Qualys researchers, who unearthed and reported CVE-2021-3156, have provided additional technical details and instructions on how users can verify whether they have a vulnerable version.
They developed several exploit variants that work on Ubuntu 20.04, Debian 10, and Fedora 33, but won’t be sharing the exploit code publicly. “Other operating systems and distributions are also likely to be exploitable,” they pointed out.
Fixes are available
The bug has been fixed in sudo 1.9.5p2, downloadable from here.
Patched vendor-supported version have been provided by Ubuntu, RedHat, Debian, Fedora, Gentoo, and others.
Though it only allows escalation of privilege and not remote code execution, CVE-2021-3156 could be leveraged by attackers who look to compromise Linux systems and have already managed to get access (e.g., through brute force attacks).

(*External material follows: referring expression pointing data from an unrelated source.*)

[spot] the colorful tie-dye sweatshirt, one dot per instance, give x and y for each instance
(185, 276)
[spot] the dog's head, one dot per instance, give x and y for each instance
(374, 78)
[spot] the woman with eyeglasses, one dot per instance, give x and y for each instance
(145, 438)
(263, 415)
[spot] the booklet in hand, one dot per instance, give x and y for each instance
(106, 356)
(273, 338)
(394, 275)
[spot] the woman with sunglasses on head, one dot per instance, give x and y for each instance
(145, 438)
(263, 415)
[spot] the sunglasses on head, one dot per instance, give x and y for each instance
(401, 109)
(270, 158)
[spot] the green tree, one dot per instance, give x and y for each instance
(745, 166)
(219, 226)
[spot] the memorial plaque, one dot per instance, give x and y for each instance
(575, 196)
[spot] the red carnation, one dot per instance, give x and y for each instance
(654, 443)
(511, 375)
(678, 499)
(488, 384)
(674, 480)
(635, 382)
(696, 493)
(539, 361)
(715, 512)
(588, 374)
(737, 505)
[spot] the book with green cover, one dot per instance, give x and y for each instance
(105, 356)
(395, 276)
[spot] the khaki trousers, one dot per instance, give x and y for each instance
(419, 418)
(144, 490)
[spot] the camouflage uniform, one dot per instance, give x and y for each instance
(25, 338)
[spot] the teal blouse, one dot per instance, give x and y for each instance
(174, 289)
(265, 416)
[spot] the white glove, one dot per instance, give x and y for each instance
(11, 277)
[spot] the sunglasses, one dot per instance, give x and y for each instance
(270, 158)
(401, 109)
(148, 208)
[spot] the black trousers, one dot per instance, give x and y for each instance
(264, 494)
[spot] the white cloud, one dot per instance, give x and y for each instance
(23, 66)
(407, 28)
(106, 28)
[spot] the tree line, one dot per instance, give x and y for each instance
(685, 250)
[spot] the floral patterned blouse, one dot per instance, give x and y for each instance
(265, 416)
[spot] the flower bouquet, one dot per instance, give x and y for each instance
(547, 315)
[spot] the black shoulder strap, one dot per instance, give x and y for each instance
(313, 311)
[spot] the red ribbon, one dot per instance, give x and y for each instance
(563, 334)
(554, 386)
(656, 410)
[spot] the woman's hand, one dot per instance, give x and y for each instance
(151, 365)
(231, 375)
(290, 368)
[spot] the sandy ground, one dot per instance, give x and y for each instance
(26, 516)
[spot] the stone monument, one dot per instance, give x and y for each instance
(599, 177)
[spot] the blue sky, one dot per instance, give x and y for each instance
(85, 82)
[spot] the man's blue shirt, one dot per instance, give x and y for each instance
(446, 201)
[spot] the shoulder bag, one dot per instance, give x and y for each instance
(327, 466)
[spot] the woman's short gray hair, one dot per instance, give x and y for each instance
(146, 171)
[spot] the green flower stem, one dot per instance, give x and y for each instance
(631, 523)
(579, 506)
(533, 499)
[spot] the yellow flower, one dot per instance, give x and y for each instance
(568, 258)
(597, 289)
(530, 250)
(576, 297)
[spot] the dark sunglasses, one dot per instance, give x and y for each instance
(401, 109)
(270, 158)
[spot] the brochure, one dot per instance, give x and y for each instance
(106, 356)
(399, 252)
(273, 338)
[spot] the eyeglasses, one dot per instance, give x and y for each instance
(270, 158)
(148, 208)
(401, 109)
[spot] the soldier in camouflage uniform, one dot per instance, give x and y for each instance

UPDATE (February 3, 2021, 01:10 a.m. PT):
Hacker House co-founder Matthew Hickey discovered that macOS Big Sur comes with sudo and is vulnerable – a fact that has been confirmed by Will Dormann, a vulnerability analyst at the CERT/CC.
IBM AIX, a series of proprietary Unix operating systems developed by IBM for some of its computer platforms, is also affected.
Cisco is investigating which of its products may be affected by this vulnerability and continuously updating this security advisory with the findings.
UPDATE (February 10, 2021, 01:10 a.m. PT):
Apple has released updates for macOS Big Sur, macOS Catalina and macOS Mojave that fix the sudo flaw (by updating to sudo version 1.9.5p2).